Оправдание Иуды | страница 16
Цадок рассматривал её с ненавистью. И вдруг из этой ненависти выплеснула похоть, ненасытная, дикая сласть. Так плеснуло, что пошатнулся нестойкий в житействе Захария. Но Цадок не повернул к писцу головы.
Цадок ещё молчал. Руки его в старческих пятнах ещё немного дрожали, но крепко стиснутый беззубый рот уже превратился в узкую, спёкшуюся слюной, известковую щель.
Щель приоткрылась, и рабски вздрогнул Захария, узнав хозяйские интонации. Упал сверху вниз на сжавшуюся Ревекку надменный, трескучий голос:
– Кто он?По полу разлилась стылая злоба, прокралась и втиснулась во все закоулки, смочила все ворсинки ковра, заползла под тахту, где ничего не нашла, выползла и лизнула шершавым своим, ледяным языком точённую лодыжку Ревекки.
Та вздрогнула, и подобрав под себя ноги, обхватила колени, прижала к груди, сжала так, что побелели суставы пальцев. И стало ясно, что разодрать их, растащить, раздвинуть можно только, выломав.

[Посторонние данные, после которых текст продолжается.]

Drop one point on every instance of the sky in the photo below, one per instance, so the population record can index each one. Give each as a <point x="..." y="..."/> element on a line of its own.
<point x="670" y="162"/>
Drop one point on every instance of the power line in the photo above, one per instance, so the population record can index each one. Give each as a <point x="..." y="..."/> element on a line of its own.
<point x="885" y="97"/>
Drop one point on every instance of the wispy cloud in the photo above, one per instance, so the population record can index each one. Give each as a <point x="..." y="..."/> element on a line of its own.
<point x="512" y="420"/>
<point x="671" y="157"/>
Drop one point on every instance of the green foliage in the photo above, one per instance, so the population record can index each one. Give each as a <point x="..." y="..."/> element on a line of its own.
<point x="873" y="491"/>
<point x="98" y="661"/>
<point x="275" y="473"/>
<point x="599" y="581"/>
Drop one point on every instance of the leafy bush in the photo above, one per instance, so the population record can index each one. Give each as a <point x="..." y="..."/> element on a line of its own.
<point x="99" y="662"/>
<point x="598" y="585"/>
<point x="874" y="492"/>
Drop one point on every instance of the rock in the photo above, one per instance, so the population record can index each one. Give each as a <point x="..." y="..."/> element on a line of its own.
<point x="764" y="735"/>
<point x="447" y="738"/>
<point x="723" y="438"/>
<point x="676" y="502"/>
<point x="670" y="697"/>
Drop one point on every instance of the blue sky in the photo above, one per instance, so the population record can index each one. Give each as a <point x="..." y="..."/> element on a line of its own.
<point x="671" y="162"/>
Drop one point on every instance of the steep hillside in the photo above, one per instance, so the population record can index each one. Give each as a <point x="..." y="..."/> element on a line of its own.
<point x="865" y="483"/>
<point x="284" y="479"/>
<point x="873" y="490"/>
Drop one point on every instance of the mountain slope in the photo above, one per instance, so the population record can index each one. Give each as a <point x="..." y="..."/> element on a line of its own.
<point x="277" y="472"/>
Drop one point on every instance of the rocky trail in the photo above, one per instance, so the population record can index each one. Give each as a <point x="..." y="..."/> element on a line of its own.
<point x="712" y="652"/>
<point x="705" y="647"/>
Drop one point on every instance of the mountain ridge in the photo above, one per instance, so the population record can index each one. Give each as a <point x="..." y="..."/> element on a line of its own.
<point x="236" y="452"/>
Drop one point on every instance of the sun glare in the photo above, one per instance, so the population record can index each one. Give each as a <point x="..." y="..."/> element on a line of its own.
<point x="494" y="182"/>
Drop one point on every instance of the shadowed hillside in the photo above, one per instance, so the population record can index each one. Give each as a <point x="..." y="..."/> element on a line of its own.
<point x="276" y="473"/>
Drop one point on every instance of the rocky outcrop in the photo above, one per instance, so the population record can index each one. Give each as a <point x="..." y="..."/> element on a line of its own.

И задралась при этом рубашка Ревекки, открыв бедро, гладкое, как полированный кедр.Захария прикипел взглядом к её бедру, пригвождённый, приговорённый этим мягким, матовым блеском. Он запахнул дыхание… никогда не забудет он этой ночи! В этот миг он постиг проклятие и блаженство брака. Он жалел Ревекку. Жалел Цадока, сына Нелева, купившего себе молодую жену шесть лет назад. Жалел себя. И любил всех!
Она не произносила ни звука. Законный муж приподнял бровь, удивлённо, вкрадчиво, угрожающе… – Ты не ответишь?
Она глянула на Захарию, и только тут Цадок спохватился. Забормотал торопливо, и принялся выталкивать писца за дверь. – Иди, Захария… иди!
Но Захария не слышал. Он не мог оторвать взгляда от сияния, исходившего от женского бедра. Цадок тормошил Захарию и втискивал ему в руки не особо полный кошель. Писец покачивался, как опитый сонным зельем. Остервенело Цадок затряс писца и тот, наконец, пришёл в себя. Взглянул на кошель, отдёрнул руки, замотал головой. – Нет! Нет!
Захария развернулся и, шатаясь, пошёл прочь. Вслед ему понёсся свистящий шепот.
– Захария!
Шёпот достиг и ударил в спину. Писца пошатнуло, он дёргано обернулся.
– Молчи, заклинаю тебя!..
Писец кивнул, и Цадок торопливо притворил за ним двери. Медленно обернулся, ощерил впалый рот. – Говори…
По измазанному соком лицу Ревекки текли слёзы, оставляя после себя розовые дорожки. Она стиснула губы… и медленно, твёрдо покачала головой.
Цадок рухнул на колени: – Ревекка! Заря моя! Услада моего взора… скажи его имя, только имя! И он исчезнет!